Dental implants-Patient Bone Shortage

Difficulties in Dental Implants

Despite the possibility of complications, most dental implants procedures are successful. However, in rare cases, problems can arise. If they do, the dentist or surgeon can take remedial action. The best way to minimize these chances is to educate yourself about the potential complications, find an experienced dentist, plan your treatment schedule, and carefully follow aftercare instructions. Here are some of the common complications. Fortunately, most of these are easy to fix.

Sinuses

The first step in the process of restoring a missing tooth is to raise the sinuses to make room for the dental implant. The surgeon will make a tiny incision on the premolar/molar region and then gently elevate the sinus lining to access the bone. The material used for the graft can either be your own bone or a synthetic substance that simulates bone formation. The incision is closed after the bone implant is placed. After a few months, the bone graft will meld with your jaw and become a permanent part of your jaw. Once this healing is complete, dental implants can be placed in the newly formed bone.

The surgeon will then use a bone graft material similar to toothpaste consistency to build up the thickness of the sinus floor. The bone graft will be applied in layers of four to eight mm in diameter and up to the height of the dental implant. Typically, the implant is 13 to 16 mm in height. The implant is fully inserted into the sinus floor. The bone covering seals off the channel openings and prevents bacteria from reaching the implant.

Insufficient bone

If you don’t have enough bone 서초역치과 in your jaw to support dental implants, there are a few treatments to fix the problem. Bone grafts and sinus elevation are proven methods to improve jawbone health. Graft-free immediate solutions can also be used if there is a shortage of bone. Ultimately, the dental implant procedure can restore your smile and confidence. However, if you’re a candidate for a graft-free immediate solution, make sure to consult with your dentist about the procedure.

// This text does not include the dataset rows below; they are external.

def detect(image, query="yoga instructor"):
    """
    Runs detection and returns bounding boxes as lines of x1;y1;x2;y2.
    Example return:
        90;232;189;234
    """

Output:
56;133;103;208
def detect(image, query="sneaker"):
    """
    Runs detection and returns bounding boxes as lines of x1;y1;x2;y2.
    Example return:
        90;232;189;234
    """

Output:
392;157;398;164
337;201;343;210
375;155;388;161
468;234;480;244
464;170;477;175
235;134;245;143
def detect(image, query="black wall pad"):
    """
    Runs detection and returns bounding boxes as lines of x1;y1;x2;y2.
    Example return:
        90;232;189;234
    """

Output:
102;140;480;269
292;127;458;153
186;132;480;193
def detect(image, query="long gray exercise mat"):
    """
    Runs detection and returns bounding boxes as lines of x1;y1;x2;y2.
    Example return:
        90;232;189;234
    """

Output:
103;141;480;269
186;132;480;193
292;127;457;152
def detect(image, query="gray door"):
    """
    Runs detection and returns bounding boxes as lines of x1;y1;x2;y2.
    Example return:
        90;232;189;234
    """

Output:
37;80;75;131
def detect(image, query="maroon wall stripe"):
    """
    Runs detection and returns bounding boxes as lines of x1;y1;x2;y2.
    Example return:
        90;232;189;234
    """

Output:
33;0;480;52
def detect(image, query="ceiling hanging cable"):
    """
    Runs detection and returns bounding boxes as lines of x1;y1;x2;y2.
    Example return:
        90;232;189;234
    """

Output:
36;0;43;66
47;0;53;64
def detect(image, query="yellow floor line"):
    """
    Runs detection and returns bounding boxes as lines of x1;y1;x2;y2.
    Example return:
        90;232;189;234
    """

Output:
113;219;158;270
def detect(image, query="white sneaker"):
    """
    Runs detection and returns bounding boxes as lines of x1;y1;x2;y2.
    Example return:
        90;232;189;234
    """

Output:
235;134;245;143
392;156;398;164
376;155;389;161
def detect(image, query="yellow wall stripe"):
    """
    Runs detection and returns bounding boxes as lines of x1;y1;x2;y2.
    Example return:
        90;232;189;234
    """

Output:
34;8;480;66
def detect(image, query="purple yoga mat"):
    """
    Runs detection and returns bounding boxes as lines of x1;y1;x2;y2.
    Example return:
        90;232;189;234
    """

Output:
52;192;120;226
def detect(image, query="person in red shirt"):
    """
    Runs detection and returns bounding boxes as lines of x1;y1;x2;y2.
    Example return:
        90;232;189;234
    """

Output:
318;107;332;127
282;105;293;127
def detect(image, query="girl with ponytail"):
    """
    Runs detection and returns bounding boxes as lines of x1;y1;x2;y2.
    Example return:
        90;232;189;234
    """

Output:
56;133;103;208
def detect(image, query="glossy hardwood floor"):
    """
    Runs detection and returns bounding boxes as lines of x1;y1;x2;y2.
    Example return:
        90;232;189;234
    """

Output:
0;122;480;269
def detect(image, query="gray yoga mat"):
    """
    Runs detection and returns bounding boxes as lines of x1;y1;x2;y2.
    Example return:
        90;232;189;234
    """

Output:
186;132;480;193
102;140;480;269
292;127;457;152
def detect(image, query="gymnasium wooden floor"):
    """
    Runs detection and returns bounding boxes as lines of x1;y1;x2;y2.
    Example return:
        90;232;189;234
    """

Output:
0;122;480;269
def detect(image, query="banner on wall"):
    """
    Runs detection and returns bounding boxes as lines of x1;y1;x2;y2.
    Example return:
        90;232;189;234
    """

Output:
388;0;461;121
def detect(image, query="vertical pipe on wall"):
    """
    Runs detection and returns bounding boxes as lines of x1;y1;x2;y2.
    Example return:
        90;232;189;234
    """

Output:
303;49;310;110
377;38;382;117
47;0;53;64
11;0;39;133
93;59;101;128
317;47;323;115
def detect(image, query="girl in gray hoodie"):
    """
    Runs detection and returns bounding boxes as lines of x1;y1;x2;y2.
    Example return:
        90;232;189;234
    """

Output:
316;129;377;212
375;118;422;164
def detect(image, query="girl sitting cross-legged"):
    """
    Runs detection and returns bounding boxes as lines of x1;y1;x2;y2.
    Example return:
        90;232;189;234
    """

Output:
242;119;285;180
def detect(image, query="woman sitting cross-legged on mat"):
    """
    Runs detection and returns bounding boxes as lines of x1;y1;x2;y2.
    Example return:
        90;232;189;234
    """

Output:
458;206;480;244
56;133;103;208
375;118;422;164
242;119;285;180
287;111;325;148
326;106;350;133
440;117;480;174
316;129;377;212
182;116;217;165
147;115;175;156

There are a few common causes of insufficient bone for dental implants. Insufficient bone is usually caused by inflammation or periodontal disease. In some cases, one-sided pressure on the jaw can cause bone loss. Bone grafting may be necessary to rebuild bone density and strength. In such cases, a dentist may perform bone grafting to replace missing bone. After the procedure, the bone is reabsorbed and used to create a healthier jaw.

Allergies

Dental implants are generally non-allergenic. However, there are a few reports of allergic reactions to titanium, a commonly used metal in dental implants. One such case was reported in a 69-year-old male after he underwent orthopedic surgery. He experienced allergic symptoms after he underwent titanium-screw orthopedic surgery, but his eczema cleared up after dental implant removal. In such a case, the patient may have developed several allergic reactions simultaneously.

While metal allergies are rare with dental implants, patients with nickel allergy may want to consult with their dentist about their risk for an allergic reaction to the metal. Most dental implants use titanium alloy, a non-allergenic base metal, and a patient who cannot tolerate metal can opt for a metal-free implant. Regardless of metal sensitivity, allergy testing is recommended for patients with known metal allergies. But even if the patient can tolerate titanium, there are still some options that are metal-free, and the results can be impressive.

Micromovement

To understand the impact of micromovement on dental implants, it is necessary to consider the overall result. Micromotion is a complex process and depends on many factors, including loading time, material, and implant design. In this review, we provide tables that summarize these factors and help investigators determine the most relevant micromotion values. A small amount of micromotion is generally considered acceptable. However, excessive micromotion can negatively affect implant stability and osseointegration.

Typically, the amount of micromovement will be dependent on the length and the depth of the implant. Deeper implants are more stable, so they will have less micromovement. Dense bone will also help stabilize the implant and reduce micromovement. Front teeth place less force on implants than back teeth, so there is less motion. Axial deformation of implants is less likely to occur in front teeth than in back teeth.

Peri-implantitis dental implants

In addition to the regular cleaning required to maintain oral hygiene, regular peri-implantitis in dental implants is also a potential cause of infection. Advanced cases of peri-implantitis can cause bleeding, redness, and tender gums around the implant. Symptoms of advanced peri-implantitis can be difficult to detect without pressure on the gums. In some cases, pus may be present.

The treatment of peri-implantitis is based on the presence of infection or other bacterial agents, as well as correcting biomechanical forces. There is no definitive treatment, but conservative management can be used in the absence of surgical intervention. Treatment options include a combination of mechanical debridement, disinfection strategies, and bone grafting. For patients with systemic diseases, non-surgical interventions 서초역치과 may be ineffective. In patients undergoing head and neck radiotherapy, for example, conservative management may be the best choice for treatment. However, long-term data on the effectiveness of regenerative treatment are not yet available.